For an example of how you might implement a collection in your own class, see Property Procedures.

Steps to Implement a Collection Class

The following list summarizes the steps required to create a collection class.

  1. Add a class module to your project, and give it a name -- usually the plural of the name of the object the collection class will contain. EG: Employees.
  2. Add a private variable to contain a reference to the Collection object your properties and methods will delegate to. EG: Private mEmployees As New Employees.
  3. In the Class_Initialize event procedure, create the Collection object. (If you want to defer creation of this object until it's needed, you can declare the private variable in step 2 As New Collection. This adds a small amount of overhead each time the Collection is accessed.)
  4. Add a Count property and Add, Item, and Remove methods to your class module; in each case, delegate to the private Collection by calling its corresponding member. EG:
    Public Sub Delete(ByVal Index As Variant)
       mcolEmployees.Remove Index
    End Sub
  5. When you implement the Add() method, you can override the behavior of the Collection object's undiscriminating Add method by accepting only objects of one type.

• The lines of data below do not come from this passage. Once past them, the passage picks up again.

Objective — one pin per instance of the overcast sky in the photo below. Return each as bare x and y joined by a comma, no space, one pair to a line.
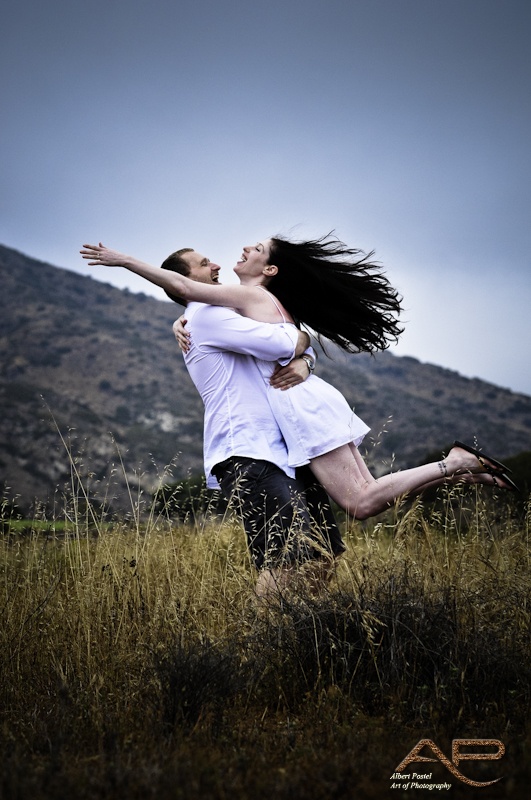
405,125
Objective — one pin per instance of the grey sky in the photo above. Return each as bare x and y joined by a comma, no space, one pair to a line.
405,125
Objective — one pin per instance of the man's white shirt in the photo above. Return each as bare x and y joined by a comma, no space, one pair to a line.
221,362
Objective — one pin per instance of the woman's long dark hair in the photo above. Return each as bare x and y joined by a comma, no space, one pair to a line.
337,292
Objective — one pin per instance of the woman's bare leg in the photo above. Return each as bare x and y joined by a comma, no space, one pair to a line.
346,478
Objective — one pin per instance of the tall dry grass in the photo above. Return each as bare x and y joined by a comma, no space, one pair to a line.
135,662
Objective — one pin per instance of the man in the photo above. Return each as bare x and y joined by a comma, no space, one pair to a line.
244,452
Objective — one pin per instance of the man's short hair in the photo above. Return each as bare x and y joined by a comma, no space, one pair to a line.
176,263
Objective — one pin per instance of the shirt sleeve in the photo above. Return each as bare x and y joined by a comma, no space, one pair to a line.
220,328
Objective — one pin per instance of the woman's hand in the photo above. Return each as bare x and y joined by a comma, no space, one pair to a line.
293,373
103,256
181,334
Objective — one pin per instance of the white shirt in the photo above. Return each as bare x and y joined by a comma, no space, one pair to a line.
238,418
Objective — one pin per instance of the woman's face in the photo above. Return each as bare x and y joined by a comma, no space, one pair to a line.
254,259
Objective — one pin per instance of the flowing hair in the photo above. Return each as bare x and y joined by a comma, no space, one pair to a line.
336,291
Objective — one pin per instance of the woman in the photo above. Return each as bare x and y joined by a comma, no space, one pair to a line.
342,296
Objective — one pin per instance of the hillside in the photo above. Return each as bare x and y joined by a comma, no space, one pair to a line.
99,367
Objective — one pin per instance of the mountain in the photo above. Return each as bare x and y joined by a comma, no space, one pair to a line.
93,385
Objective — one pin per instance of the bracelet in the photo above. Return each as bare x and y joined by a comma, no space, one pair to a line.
310,363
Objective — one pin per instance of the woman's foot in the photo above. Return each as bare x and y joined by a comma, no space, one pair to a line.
462,459
500,481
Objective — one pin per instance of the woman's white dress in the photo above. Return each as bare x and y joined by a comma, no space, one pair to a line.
313,416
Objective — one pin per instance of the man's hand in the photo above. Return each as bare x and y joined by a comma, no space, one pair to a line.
293,373
103,256
181,334
303,343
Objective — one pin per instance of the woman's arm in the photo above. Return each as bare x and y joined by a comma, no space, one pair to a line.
247,300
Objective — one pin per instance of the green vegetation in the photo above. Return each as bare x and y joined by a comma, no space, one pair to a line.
136,663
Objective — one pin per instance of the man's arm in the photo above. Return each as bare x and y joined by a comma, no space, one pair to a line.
223,329
283,378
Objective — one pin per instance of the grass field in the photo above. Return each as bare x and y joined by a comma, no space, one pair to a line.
135,662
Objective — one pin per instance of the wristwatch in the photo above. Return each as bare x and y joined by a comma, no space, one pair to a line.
310,363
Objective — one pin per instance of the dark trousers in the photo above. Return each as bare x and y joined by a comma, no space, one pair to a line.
286,520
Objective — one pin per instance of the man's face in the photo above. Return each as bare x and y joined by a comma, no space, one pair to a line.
202,269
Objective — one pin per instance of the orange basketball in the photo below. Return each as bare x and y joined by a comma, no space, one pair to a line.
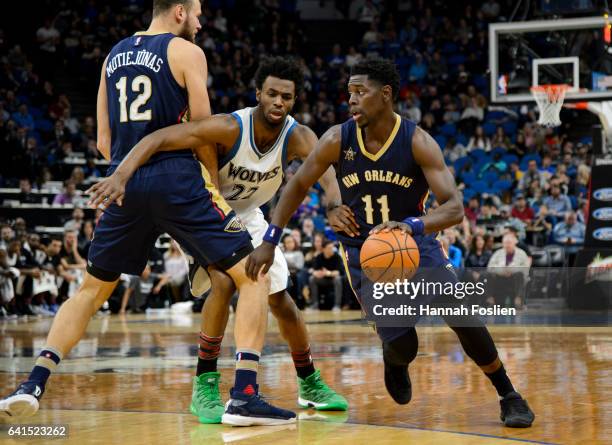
389,256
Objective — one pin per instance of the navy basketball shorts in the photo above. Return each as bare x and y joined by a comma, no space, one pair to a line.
433,267
168,196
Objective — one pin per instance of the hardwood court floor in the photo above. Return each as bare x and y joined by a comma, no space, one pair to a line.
129,382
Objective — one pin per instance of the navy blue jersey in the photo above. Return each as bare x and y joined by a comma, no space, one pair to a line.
143,95
387,186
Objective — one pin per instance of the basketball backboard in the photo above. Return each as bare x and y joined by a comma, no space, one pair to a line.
575,51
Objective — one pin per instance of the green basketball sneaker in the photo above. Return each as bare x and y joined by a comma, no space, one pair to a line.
206,401
314,393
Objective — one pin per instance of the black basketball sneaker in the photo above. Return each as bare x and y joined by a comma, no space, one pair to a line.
397,380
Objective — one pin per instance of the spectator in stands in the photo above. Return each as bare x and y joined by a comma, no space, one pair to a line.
353,57
479,140
68,195
472,115
580,185
454,253
70,122
570,233
307,230
76,222
6,236
500,139
508,269
25,192
326,276
78,176
532,174
418,70
295,262
490,9
522,210
23,260
85,237
558,204
176,270
72,264
8,276
478,258
472,211
23,118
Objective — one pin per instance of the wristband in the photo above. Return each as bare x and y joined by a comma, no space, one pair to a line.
416,224
273,234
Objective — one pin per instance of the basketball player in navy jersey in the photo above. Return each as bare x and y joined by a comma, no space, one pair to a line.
385,166
253,147
149,81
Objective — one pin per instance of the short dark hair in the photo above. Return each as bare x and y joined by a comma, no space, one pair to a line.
161,6
326,243
382,71
281,67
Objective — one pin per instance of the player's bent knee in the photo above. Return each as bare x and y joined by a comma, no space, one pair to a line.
102,274
281,300
402,350
222,283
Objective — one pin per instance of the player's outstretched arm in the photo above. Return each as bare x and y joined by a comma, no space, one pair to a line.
428,156
104,133
340,217
204,134
325,154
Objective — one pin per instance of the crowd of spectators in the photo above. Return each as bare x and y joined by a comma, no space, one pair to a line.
519,180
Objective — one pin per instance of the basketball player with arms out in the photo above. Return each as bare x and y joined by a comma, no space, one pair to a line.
150,81
385,166
254,146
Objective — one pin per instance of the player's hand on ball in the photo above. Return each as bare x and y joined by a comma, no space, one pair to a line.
392,225
105,192
260,259
342,219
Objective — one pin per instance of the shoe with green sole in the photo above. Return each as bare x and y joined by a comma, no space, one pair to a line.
314,393
206,403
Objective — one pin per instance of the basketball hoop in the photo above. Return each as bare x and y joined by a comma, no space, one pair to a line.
550,100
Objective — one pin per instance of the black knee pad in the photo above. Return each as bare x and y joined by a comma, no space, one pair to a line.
403,349
477,343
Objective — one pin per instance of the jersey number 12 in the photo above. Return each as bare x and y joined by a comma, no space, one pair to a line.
141,84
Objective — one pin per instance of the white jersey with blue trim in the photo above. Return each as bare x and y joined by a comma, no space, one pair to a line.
248,178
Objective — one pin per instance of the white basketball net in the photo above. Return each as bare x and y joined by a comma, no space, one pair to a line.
550,100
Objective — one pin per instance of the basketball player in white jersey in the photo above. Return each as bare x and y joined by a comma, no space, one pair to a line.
250,149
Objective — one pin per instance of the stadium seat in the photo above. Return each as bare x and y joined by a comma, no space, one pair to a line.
462,139
441,140
461,162
468,177
490,177
509,159
501,185
448,130
529,157
509,127
456,59
498,150
540,258
43,125
489,128
480,187
574,201
467,194
478,154
557,255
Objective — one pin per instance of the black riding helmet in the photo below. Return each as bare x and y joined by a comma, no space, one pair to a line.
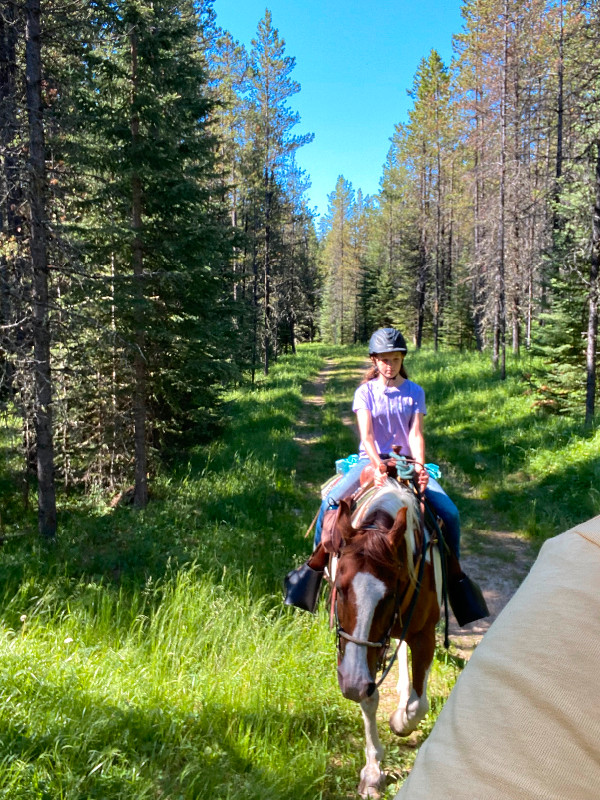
387,340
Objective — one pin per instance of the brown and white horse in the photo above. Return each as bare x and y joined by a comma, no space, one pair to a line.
375,581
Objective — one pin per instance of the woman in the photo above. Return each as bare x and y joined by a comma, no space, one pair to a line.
390,409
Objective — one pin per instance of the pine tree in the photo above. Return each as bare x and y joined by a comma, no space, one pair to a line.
150,237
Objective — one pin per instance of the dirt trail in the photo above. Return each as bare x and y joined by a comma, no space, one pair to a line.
497,560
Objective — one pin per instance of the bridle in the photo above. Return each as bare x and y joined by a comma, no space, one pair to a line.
384,643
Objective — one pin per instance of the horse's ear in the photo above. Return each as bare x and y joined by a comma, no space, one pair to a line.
343,522
398,529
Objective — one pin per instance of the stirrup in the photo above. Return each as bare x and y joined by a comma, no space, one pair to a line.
467,601
302,587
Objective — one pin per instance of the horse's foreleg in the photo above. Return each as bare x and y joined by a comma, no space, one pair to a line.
372,777
413,704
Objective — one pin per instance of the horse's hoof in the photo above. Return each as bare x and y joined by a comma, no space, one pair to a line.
369,791
370,786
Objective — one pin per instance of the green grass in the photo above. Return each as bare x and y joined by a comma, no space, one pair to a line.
148,654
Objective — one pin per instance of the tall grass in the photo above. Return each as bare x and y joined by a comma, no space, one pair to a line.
148,654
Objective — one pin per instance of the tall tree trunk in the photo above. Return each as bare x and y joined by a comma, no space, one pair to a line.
267,273
39,261
500,346
140,411
590,393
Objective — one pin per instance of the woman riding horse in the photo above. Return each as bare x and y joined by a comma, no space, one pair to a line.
390,409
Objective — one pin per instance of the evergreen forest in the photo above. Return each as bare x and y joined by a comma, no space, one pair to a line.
168,302
157,247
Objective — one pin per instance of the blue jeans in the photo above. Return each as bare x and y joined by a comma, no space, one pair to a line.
437,498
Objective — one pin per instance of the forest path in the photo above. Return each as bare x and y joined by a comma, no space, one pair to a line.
497,560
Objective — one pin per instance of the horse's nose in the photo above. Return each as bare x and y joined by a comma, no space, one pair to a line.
357,687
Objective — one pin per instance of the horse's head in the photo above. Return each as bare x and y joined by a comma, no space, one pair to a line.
366,581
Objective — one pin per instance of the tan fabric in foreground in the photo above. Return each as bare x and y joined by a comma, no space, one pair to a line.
523,721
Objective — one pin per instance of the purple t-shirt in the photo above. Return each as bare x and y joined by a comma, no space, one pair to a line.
392,410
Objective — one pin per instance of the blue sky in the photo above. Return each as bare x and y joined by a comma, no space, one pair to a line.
355,61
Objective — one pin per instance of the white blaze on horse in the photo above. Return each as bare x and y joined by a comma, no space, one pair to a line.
384,587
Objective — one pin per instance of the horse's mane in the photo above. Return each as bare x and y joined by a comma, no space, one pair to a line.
372,544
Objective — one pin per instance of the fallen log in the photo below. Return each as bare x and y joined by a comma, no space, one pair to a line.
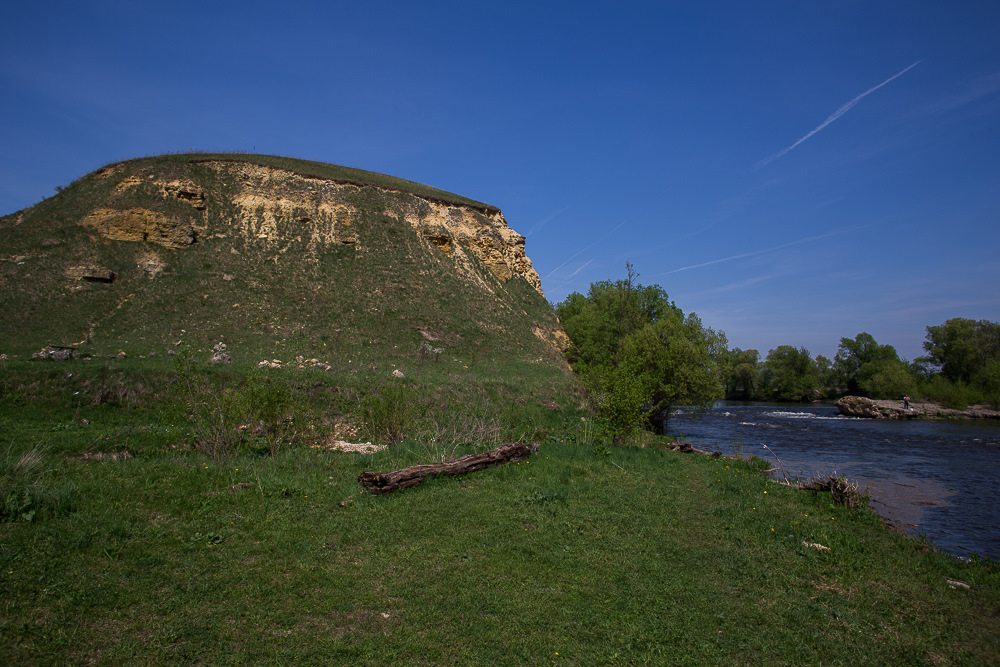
378,483
844,492
691,449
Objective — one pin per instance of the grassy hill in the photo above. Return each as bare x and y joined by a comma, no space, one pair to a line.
274,256
158,508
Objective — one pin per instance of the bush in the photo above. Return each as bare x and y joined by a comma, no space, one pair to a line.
886,379
956,395
390,414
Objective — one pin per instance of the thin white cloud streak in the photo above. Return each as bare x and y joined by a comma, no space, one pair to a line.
582,267
754,253
537,227
575,255
835,115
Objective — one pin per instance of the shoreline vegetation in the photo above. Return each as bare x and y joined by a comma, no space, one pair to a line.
126,536
179,466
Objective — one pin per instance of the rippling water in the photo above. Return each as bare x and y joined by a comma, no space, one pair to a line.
939,478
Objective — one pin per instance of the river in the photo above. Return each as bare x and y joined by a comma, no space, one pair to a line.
937,478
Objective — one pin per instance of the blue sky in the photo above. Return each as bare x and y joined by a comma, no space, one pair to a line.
793,172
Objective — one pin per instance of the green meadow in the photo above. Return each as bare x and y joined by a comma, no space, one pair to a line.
145,521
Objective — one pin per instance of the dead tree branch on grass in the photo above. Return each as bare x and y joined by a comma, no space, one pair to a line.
378,483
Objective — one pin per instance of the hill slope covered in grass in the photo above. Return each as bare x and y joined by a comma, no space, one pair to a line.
159,507
274,256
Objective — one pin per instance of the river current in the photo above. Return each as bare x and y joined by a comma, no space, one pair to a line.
936,478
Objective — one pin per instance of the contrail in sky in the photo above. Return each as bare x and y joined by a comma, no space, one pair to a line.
751,254
583,251
835,115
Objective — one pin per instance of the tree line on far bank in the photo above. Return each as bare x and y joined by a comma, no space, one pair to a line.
639,356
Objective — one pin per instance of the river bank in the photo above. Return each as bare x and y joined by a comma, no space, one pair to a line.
859,406
935,477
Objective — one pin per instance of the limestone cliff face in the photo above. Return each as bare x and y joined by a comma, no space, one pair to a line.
276,207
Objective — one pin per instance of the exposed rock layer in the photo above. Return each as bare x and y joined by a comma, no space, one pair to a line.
275,207
859,406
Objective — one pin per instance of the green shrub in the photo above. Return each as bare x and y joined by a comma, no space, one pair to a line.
390,414
952,395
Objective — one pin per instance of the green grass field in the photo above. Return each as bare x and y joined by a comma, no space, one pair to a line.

You can even make it impossible to add externally created objects to your collection, so that your Add method completely controls the creation and initialization of objects.
  6. Use the Procedure Attributes dialog box to make the Item method the default for your collection class.
  7. Add a NewEnum method, as shown below. Use the Procedure Attributes dialog box to mark it as hidden, and to give it a Procedure ID of -4 so that it will work with For Each Next. The following assumes that the private variable in step 2 is named mcol.
    Public Function NewEnum() As IUnknown
       Set NewEnum = mcol.[_NewEnum]
    End Function
  8. Add custom properties, methods, and events to the collection class.